In the countryside of Schoharie County, there were no memories, no disappointments, and far fewer people by several million. As I packed up the apartment, I hoped that in Sharon Springs I might find release. A short month after returning from Annie, it was moving day.
I took one last look at my apartment on Nagle Avenue, empty for the first time since 1999.
For 16 years it had been my home. I’d lived with 14 different roommates, two of them boyfriends, one of them now my husband.
Memories spanning half my life filled this pre-war two-bedroom:
Danny and me watching Absolutely Fabulous nearly every night.
Watching the news coverage of the unthinkable Columbine Highschool Massacre.
Hearing the voice of President George W. Bush the day the towers fell, emanating through every window of every car and every apartment in my stunningly silent Dominican neighborhood.

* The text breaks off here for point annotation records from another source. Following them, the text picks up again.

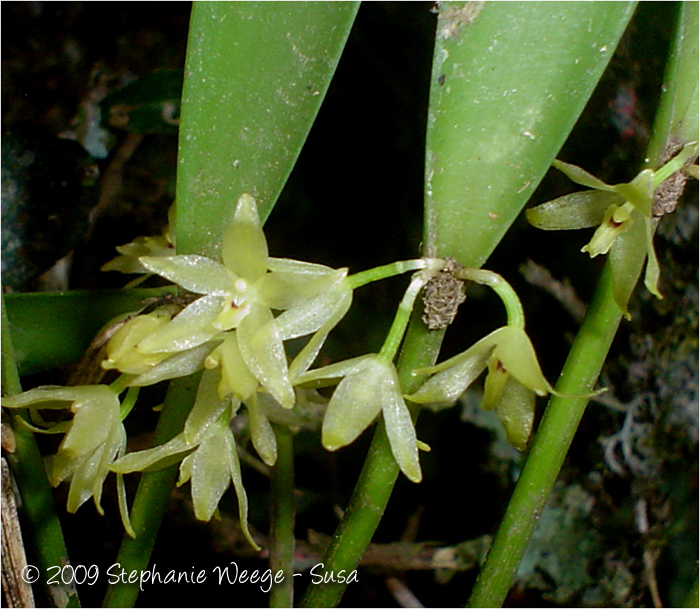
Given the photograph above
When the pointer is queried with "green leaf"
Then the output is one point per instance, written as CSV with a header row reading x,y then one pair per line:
x,y
255,77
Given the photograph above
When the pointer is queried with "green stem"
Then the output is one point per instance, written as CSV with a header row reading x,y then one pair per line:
x,y
550,446
152,495
282,540
403,315
390,270
514,309
43,532
377,479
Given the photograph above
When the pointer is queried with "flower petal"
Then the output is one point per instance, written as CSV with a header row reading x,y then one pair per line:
x,y
236,379
197,274
355,404
192,327
516,409
244,248
626,260
175,366
262,350
399,426
518,356
580,176
573,211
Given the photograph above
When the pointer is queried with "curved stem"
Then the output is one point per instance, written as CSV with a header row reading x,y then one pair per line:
x,y
282,520
514,308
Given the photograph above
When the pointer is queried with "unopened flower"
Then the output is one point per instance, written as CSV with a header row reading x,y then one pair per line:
x,y
514,377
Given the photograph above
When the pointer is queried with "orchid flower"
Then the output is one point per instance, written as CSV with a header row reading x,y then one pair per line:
x,y
241,294
94,438
624,216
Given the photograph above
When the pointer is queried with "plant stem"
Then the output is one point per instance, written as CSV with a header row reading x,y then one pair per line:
x,y
282,540
152,495
377,479
550,446
390,270
43,534
514,308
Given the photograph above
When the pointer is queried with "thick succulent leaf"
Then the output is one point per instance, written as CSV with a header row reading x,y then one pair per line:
x,y
626,259
244,248
516,353
580,176
312,314
175,366
261,347
573,211
355,404
197,274
207,409
285,290
261,431
192,327
154,458
398,423
516,410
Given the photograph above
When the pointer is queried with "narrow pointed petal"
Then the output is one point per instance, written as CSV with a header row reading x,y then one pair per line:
x,y
399,426
175,366
208,470
577,210
192,327
234,468
244,249
262,350
286,290
287,265
154,458
312,314
626,259
518,356
321,377
197,274
639,192
305,358
355,404
516,410
236,379
207,409
261,431
580,176
447,386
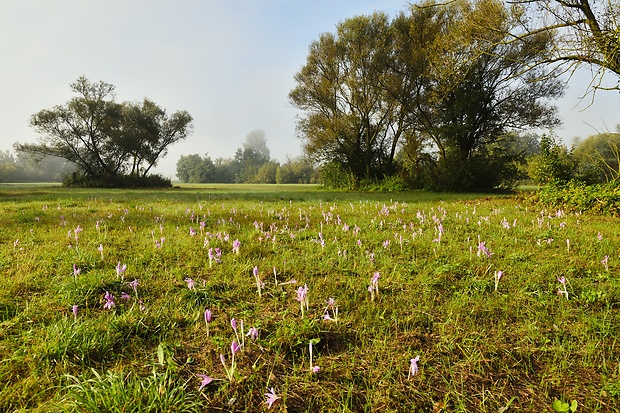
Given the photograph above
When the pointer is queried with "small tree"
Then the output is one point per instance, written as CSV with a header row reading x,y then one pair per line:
x,y
555,163
105,139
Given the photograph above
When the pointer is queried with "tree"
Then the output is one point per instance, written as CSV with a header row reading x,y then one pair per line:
x,y
555,163
195,169
257,143
471,86
583,32
106,139
349,118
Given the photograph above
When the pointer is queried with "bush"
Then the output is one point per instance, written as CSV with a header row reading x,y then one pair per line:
x,y
335,176
575,195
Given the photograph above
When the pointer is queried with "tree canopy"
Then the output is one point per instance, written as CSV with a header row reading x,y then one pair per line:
x,y
445,79
583,32
105,139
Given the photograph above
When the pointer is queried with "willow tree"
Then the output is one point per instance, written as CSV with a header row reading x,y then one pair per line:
x,y
105,139
584,33
348,116
473,86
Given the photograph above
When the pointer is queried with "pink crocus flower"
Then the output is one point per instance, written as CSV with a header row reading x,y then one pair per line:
x,y
413,368
190,283
252,333
562,291
206,380
373,288
271,397
120,270
605,263
109,301
498,276
234,347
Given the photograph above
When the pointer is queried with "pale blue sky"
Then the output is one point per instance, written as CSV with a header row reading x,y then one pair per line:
x,y
230,63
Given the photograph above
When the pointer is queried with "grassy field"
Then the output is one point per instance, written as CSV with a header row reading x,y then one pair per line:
x,y
252,298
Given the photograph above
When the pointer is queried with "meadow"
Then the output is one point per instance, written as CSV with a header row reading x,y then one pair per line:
x,y
291,298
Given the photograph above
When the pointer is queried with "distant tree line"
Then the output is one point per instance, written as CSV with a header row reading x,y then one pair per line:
x,y
440,96
27,168
111,144
250,164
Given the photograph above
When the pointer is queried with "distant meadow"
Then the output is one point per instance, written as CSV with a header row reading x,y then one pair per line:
x,y
290,298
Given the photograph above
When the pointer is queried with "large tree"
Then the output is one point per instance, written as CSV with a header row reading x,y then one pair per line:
x,y
472,86
349,118
584,33
106,139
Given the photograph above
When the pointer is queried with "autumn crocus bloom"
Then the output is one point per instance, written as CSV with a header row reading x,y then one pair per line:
x,y
205,381
271,397
190,283
252,333
109,301
134,285
498,276
120,269
413,368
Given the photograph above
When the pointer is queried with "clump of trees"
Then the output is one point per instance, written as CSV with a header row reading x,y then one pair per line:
x,y
110,143
441,95
250,164
26,168
429,95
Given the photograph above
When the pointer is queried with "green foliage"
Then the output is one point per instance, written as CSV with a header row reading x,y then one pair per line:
x,y
116,392
437,297
554,163
564,407
598,158
81,180
432,79
336,176
195,169
578,196
103,138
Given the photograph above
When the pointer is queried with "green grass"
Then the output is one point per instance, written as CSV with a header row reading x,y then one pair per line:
x,y
518,348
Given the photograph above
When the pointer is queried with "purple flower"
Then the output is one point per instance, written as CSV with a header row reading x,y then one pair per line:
x,y
482,249
120,270
271,397
252,333
498,276
234,347
604,261
134,284
109,298
205,381
190,283
413,368
375,279
302,293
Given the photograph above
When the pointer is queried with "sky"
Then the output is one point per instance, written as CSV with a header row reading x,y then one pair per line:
x,y
229,63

The end of my relationship with Henry and coming home from 42nd Street after he moved out.
The first time I slammed myself.
Telling Reid I’m HIV positive.
The morning I woke up and decided to go back to college.
Planning our wedding.
Coming home after our wedding.
Leaving to go on tour with Annie.
Coming home more broken than when I had left.
I closed and locked the door to 5A for the last time.
As we hopped in our U-Haul van and drove north out of the city, I knew deep down what I was doing. I was absolutely aware that I was making it near impossible to pursue my career. But I didn’t care. I needed to get out, to get away, I was ready, willing, and desperate to take that risk. Out loud, I may have said “Sure, it’s a bit of a commute, but Sharon Springs isn’t that far away. It’s totally doable.”
But Sharon Springs was, in fact, that far away.



After living in New York City for 16 years, everything about rural central New York was a glorious and welcome change of pace. Every time we crested a hill we were greeted with rolling farmlands, thick forests, and the shy peaks of the northern Catskill Mountains. Every season save winter the roads were speckled with color: spring wildflowers of pinks, blues, and purples; orange and deep reds of summer ditch lilies; and the bright yellow of goldenrods in the fall.
And the scents! Of clean rain, freshly turned dirt, and moist green growth. The brightness of freshly cut grass, the earthiness of fall leaves. Even the smell of the newly fertilized wheat field across the street from our house, both acrid and sweet, was invigorating.
Every weekend, we’d drive down to the village — often passing an Amish carriage — to visit one of the queer-owned businesses, of which Sharon Springs had more than its fair share, for a dinner, a pint, and friendly conversation with new friends.
Everything about Sharon Springs seemed like a healing balm, a mild opiate. The silence of the country was like nothing I’d known my entire life. Once my NYC ears stopped ringing, that silence wrapped around me like a warm, numbing blanket. One I hated to discard more and more with every trip back down to the city.
It took a 45-minute drive to Albany and either a two hour train or three hour bus to land me back in the never ending din of traffic, the overcrowded sidewalks, and always delayed subways.
I’d crash on someone’s couch only to wake up and, after whatever audition or project had pulled me back to the 8th ring of Hell, make the entire journey again in reverse.
And couch surfing when nearing 40 gets a “do not recommend” from me.
I knew this much travel was unsustainable. Regardless, I did try to keep pursuing my career.
Shortly after I returned from Annie, I played Freddy Trumper, the American in a small production of Chess. I also played the role of a grief-stricken father in a staged reading of a new show called Nobody’s Child.